What Geoffrey said about Hans being depicted as a normal person is one of the values of this movie, even through a modern context. It’s much easier to drop bombs if we believe, for example, that everyone in a given country is our enemy. Then we see a film like A Separation, about a middle class family very much the same as ours, and we know that is not the case. You also shot on location in Germany. Did the German citizens have trepidation about the story being told again? The iconography is bold.

BP: No. 95% of the crew and the vast majority of the actors were from Berlin.  Everyone around us was German. I remember the uber alles sequence with the book burning. We had about 450 extras, and we had to teach them the words because it has been banned since 1946. So during the afternoon they were given lessons because they had never sung those verses before. The actual verses are incredibly creepy when you see the translation. A number of crewmembers had tears rolling down their cheeks. It was shame about what the country must have been like, and what they have in some way been paying for since they were born. They still feel the shame from what their forefathers supported. It was incredibly emotional and helped me as a director to have such an influence on the crew and cast.

  GR: You mentally take a serious step back when you are with Germans of all generations. We were in the green room together, and seeing the swastika and books had a dimension that was above and beyond. I was a teen when John Lennon had made the misinterpreted quote about being more popular than the Beatles, meaning more people know about them than know about Christ. It was probably a pro-religious statement in a funny kind of way. The reaction was that ‘We are going to burn all of your stuff and wipe out your belief in that.’ It’s a destructive part of the human psyche that is frightening. When I first read the novel, you get the flavor of the town. But it’s very easy metaphorically to see that this is where a fanatical ideology took over. I remember first being on the set and in the cake shop was a photo of Hitler. It was so sly and easy and the swastika brand and red strips were a powerful logo. No words. It has a mental authority that is curious. We tried to be very culturally authentic and were surrounded by some extraordinary actors from German cinema and theater.  It was invaluable to have shot in Berlin. I’m sure that producers could have said it would be cheaper in Romania or Budapest.

BP: What it did was give us an authenticity because the history is tangible and you are reminded of the Third Reich and what happened after that, when most of the Nazis’ became the Stasi, the secret police of a new regime. So you are reminded of that always.  You are mixing with people whose fathers and forefathers were involved in those.

Sophie, in the film Liesel develops a strong friendship with Max.  What is your best friend like?
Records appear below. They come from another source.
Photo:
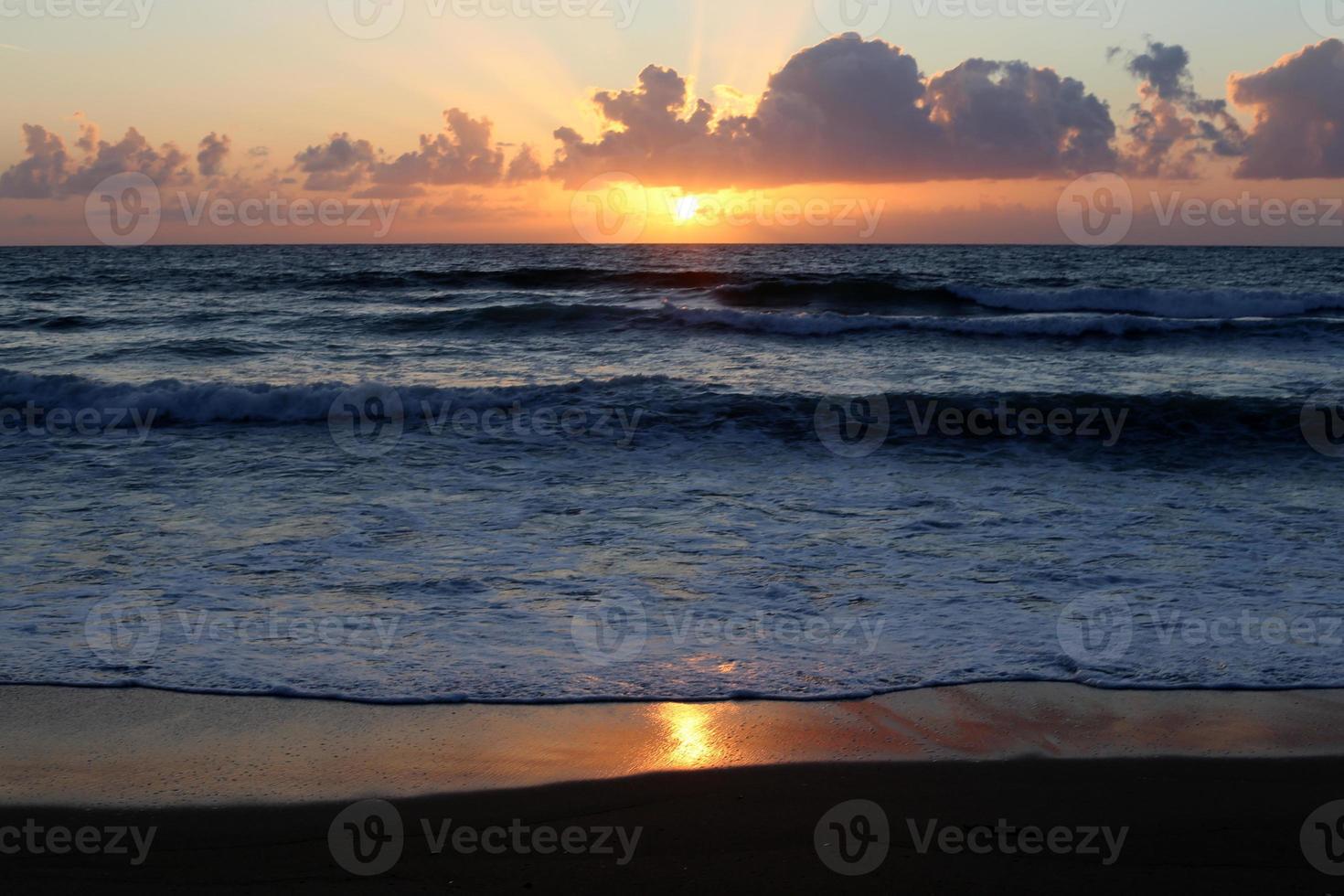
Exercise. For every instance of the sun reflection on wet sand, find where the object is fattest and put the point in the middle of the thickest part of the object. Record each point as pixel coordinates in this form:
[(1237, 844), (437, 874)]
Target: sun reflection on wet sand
[(691, 736)]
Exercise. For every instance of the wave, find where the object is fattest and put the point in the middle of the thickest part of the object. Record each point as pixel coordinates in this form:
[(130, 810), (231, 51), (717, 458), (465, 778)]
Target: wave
[(659, 403), (806, 324), (523, 278), (1178, 304)]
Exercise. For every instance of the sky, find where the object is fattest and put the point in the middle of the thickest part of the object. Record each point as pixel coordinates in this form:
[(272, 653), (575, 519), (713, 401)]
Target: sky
[(571, 120)]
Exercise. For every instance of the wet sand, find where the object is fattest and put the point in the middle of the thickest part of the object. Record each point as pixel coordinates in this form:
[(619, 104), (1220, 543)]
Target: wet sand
[(1211, 790)]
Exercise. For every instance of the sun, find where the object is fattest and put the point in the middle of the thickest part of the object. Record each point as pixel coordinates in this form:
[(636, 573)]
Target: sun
[(686, 208)]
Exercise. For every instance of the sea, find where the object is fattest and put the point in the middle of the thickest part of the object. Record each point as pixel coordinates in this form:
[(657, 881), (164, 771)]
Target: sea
[(558, 473)]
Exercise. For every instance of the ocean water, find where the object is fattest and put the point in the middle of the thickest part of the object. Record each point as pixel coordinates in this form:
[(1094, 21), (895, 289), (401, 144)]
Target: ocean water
[(683, 473)]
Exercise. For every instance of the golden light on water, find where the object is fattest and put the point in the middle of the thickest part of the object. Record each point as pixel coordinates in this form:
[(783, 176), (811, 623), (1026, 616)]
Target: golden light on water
[(689, 735)]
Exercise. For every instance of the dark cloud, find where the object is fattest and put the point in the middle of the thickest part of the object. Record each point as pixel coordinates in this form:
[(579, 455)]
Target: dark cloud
[(336, 165), (1174, 131), (849, 111), (461, 154), (43, 174), (526, 165), (1298, 108), (214, 149), (48, 172)]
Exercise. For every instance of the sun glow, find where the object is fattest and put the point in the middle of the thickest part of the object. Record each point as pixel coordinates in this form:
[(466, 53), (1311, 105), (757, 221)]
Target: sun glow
[(686, 208)]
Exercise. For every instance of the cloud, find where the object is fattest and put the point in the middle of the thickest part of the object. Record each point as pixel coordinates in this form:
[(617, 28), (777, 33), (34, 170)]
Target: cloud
[(43, 172), (1174, 131), (48, 172), (214, 149), (336, 165), (525, 166), (849, 111), (1298, 108), (460, 155)]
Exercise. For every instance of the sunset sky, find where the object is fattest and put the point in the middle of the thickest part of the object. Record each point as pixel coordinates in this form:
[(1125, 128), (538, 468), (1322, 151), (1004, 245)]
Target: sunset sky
[(890, 137)]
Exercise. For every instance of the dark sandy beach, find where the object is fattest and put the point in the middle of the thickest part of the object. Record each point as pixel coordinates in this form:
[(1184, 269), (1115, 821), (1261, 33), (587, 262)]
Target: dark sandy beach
[(1032, 789)]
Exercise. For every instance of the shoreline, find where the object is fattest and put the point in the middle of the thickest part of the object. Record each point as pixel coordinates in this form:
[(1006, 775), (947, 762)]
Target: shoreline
[(1194, 792), (137, 747)]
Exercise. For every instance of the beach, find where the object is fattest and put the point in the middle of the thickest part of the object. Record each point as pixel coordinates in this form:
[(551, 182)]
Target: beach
[(1198, 792)]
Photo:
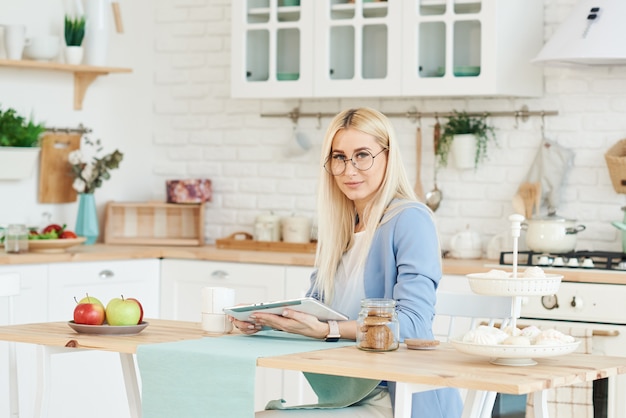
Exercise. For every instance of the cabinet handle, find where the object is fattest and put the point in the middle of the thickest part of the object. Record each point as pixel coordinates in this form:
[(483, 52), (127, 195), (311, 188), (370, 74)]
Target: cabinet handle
[(219, 274), (106, 274)]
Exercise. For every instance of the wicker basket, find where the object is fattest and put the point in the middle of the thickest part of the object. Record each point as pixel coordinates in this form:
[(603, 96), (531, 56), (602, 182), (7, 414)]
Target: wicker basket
[(616, 162)]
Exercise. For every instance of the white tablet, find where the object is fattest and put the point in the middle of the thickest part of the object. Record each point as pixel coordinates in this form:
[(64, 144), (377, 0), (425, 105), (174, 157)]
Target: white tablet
[(308, 305)]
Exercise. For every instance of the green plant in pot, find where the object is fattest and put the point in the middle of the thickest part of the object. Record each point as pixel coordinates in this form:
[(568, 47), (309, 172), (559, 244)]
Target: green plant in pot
[(19, 145), (462, 129), (74, 35), (17, 131)]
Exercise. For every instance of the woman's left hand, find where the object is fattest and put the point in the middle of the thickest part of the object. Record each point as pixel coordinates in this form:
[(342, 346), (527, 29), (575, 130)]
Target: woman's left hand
[(294, 322)]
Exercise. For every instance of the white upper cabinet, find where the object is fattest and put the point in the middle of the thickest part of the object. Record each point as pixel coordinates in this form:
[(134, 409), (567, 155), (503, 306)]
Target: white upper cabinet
[(272, 48), (472, 47), (361, 48)]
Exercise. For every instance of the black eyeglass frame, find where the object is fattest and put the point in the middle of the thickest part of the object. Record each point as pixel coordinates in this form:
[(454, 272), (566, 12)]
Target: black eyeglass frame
[(351, 159)]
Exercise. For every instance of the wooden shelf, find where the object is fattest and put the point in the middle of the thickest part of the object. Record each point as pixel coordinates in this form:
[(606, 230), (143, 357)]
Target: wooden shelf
[(84, 75)]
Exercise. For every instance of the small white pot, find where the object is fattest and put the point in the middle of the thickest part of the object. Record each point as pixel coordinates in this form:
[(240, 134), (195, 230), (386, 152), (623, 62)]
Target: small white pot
[(74, 55), (463, 151), (553, 234)]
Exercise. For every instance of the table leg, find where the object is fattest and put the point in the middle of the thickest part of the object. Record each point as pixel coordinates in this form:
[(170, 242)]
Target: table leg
[(540, 400), (132, 386)]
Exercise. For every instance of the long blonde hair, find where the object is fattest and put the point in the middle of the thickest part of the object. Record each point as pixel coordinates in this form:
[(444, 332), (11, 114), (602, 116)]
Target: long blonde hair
[(336, 213)]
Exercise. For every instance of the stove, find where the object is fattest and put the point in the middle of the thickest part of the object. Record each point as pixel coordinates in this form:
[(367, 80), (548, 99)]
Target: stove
[(602, 260), (597, 308)]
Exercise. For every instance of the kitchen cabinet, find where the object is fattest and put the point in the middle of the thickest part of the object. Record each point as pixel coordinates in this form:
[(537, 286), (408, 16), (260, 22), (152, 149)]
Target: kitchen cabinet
[(29, 306), (360, 48), (84, 75), (80, 378)]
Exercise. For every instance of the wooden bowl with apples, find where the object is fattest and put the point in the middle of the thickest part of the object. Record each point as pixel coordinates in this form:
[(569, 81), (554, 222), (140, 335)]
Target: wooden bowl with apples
[(121, 316)]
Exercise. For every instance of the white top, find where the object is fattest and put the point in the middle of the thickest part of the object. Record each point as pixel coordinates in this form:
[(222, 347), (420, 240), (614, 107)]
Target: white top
[(349, 281)]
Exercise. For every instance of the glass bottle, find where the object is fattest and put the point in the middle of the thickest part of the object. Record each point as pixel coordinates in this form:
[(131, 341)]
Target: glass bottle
[(378, 328)]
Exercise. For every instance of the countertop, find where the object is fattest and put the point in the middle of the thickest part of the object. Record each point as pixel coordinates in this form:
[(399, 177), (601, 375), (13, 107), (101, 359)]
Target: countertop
[(104, 252)]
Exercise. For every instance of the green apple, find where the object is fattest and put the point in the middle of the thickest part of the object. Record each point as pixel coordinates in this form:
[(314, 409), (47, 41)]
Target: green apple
[(120, 311)]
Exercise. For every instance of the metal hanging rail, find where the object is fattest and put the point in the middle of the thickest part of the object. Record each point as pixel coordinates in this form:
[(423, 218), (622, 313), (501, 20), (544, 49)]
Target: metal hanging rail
[(523, 114)]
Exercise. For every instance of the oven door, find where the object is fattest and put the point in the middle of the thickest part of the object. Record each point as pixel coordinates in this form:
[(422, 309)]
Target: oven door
[(607, 340)]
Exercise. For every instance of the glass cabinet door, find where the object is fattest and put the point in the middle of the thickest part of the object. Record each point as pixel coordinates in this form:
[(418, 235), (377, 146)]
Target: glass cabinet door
[(358, 48), (272, 48)]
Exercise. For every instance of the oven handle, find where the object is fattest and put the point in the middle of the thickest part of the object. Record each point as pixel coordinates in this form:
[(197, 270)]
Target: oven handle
[(605, 333), (595, 332)]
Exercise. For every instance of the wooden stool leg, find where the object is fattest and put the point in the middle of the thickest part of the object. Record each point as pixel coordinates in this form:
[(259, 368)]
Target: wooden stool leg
[(132, 386)]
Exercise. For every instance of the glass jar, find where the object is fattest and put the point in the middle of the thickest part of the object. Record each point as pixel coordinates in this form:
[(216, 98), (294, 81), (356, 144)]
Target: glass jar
[(16, 239), (378, 328)]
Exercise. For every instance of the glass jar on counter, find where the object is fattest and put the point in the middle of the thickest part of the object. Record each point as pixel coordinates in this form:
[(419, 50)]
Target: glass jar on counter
[(16, 239), (378, 328)]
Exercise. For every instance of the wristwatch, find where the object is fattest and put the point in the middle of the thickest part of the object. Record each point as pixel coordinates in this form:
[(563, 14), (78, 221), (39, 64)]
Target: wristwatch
[(333, 334)]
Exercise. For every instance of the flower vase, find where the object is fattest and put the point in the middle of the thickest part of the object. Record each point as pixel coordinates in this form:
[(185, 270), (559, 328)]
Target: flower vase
[(87, 218)]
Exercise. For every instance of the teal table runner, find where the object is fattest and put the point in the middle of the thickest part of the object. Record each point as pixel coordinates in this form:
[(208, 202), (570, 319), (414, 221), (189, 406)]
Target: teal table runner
[(215, 377)]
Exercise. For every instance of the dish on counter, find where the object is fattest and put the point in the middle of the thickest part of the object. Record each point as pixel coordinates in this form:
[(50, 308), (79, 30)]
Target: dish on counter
[(59, 245), (108, 329), (512, 355)]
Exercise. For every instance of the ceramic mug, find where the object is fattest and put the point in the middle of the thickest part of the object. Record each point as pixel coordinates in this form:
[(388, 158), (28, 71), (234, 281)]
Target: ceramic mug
[(14, 41)]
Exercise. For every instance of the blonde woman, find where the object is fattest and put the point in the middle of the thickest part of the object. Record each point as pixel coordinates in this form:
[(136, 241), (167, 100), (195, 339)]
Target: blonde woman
[(375, 240)]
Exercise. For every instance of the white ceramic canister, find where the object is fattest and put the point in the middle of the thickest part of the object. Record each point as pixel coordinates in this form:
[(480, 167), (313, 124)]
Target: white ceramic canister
[(267, 227), (297, 229)]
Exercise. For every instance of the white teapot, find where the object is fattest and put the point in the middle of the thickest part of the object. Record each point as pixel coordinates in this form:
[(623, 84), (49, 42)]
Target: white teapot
[(466, 244)]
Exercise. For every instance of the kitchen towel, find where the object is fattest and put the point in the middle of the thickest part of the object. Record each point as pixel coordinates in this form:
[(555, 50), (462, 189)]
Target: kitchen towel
[(215, 377)]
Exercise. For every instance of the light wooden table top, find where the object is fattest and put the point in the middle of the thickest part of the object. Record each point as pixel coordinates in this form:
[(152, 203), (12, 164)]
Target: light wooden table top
[(59, 334), (443, 367), (447, 367)]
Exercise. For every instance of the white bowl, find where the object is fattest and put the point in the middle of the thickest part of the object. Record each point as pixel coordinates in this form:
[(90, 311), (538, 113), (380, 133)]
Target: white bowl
[(42, 47)]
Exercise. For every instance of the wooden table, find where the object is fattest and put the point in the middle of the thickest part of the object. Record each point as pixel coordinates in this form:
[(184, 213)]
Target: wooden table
[(417, 370), (58, 337), (442, 367)]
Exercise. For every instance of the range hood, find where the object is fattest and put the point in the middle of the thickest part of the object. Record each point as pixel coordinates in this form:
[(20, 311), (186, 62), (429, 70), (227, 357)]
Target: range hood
[(594, 34)]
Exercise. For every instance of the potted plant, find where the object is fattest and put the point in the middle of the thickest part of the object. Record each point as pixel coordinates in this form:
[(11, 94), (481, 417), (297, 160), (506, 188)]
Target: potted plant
[(19, 145), (74, 35), (466, 138)]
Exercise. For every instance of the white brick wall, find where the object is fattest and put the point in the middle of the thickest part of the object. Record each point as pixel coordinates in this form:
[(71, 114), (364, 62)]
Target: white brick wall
[(242, 152)]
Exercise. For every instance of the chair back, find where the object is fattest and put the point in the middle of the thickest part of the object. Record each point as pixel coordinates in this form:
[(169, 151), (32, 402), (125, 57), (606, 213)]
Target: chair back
[(457, 313)]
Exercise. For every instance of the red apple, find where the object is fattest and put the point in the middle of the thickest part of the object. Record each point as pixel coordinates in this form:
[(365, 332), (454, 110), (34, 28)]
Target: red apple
[(140, 309), (120, 311), (89, 314)]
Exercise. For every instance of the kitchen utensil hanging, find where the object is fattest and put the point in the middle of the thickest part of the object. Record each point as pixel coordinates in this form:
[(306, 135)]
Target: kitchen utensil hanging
[(419, 189)]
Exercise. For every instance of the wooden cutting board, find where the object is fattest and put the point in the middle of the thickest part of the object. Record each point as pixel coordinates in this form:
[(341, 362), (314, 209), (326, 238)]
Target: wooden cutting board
[(55, 174)]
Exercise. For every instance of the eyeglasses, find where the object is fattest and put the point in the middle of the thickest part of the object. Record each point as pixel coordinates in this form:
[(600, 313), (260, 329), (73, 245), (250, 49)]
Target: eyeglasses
[(361, 160)]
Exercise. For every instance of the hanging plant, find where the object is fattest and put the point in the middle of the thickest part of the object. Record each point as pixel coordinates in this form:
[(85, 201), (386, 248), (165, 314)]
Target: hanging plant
[(462, 123)]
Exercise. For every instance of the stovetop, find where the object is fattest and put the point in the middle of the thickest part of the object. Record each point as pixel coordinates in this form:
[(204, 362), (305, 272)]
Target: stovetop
[(600, 260)]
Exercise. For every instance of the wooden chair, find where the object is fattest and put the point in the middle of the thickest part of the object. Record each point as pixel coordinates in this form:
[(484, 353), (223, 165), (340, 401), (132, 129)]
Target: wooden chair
[(10, 287), (455, 314)]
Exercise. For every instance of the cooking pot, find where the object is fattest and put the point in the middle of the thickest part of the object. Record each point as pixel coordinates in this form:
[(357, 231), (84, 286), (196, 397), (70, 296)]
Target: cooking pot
[(551, 234)]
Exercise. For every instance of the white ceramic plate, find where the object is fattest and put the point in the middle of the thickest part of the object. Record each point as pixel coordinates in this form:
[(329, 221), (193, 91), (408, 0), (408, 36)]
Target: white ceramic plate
[(514, 355), (108, 329), (483, 284), (59, 245)]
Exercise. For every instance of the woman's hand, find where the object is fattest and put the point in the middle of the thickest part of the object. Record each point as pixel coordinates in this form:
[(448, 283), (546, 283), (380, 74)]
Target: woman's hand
[(290, 321)]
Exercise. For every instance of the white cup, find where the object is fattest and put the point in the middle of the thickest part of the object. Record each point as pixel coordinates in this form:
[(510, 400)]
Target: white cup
[(14, 41), (216, 323), (215, 299)]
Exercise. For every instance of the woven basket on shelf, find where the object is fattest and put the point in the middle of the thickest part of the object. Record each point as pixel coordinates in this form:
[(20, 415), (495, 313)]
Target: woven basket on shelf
[(616, 162)]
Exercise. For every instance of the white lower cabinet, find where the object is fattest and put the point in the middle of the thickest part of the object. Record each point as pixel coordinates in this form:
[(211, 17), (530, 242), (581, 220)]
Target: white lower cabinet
[(92, 381), (29, 306), (182, 281)]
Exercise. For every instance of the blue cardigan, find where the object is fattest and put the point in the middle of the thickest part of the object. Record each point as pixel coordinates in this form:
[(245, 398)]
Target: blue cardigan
[(404, 263)]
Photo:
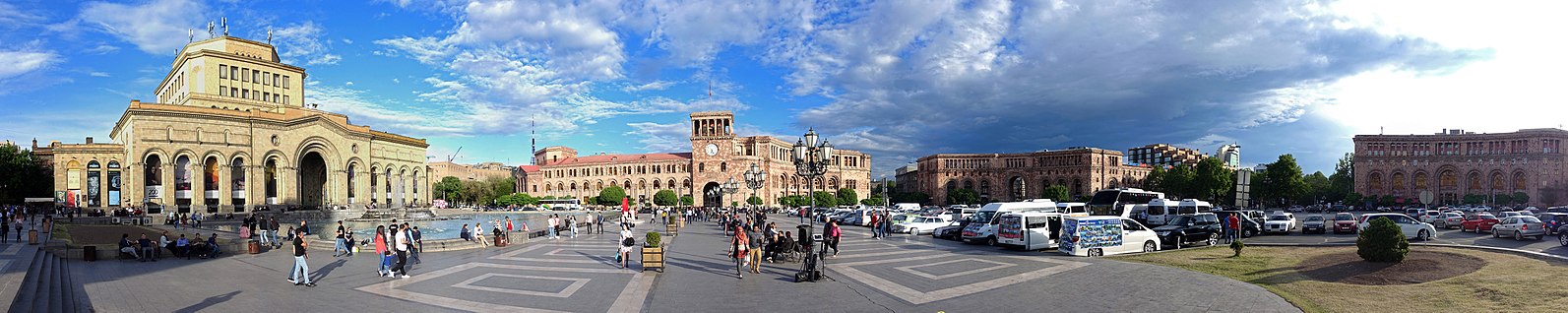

SN: Well, my best friend is a gymnast I used to train with. I like her so much and I like my friends so much because they do not treat me in a different way just because I am an actress. Some of my friends I have known since I was in third grade.  It’s been five years that I have known them. It’s not because I do an American movie that I am different. Obviously, when I walk into school people look at me, but my friends just accept me and don’t do anything special because of the movies. My friend is not into popularity when she is watching the movie. She will be like, ‘Who is that? Is that a boy or girl?’ And she will be speaking in the theater! I’m like, ‘You can’t say that.’ These are always going to be my friends. I don’t want you to be my friend because I am famous, but just who I am.

You also have a lot of vulnerability onscreen and are able to freely let your emotions come out. It might be hard to articulate, but how does that happen for you?

It’s special, because most actors I think feel emotions onscreen.  But I don’t at all. In anything I do, I don’t feel anything. I never have any feeling. When I have to cry, I think of something sad. But when I am actually doing the scenes, I can be thinking of the most ridiculous things—like what I ate yesterday, or what I have to do tonight for school.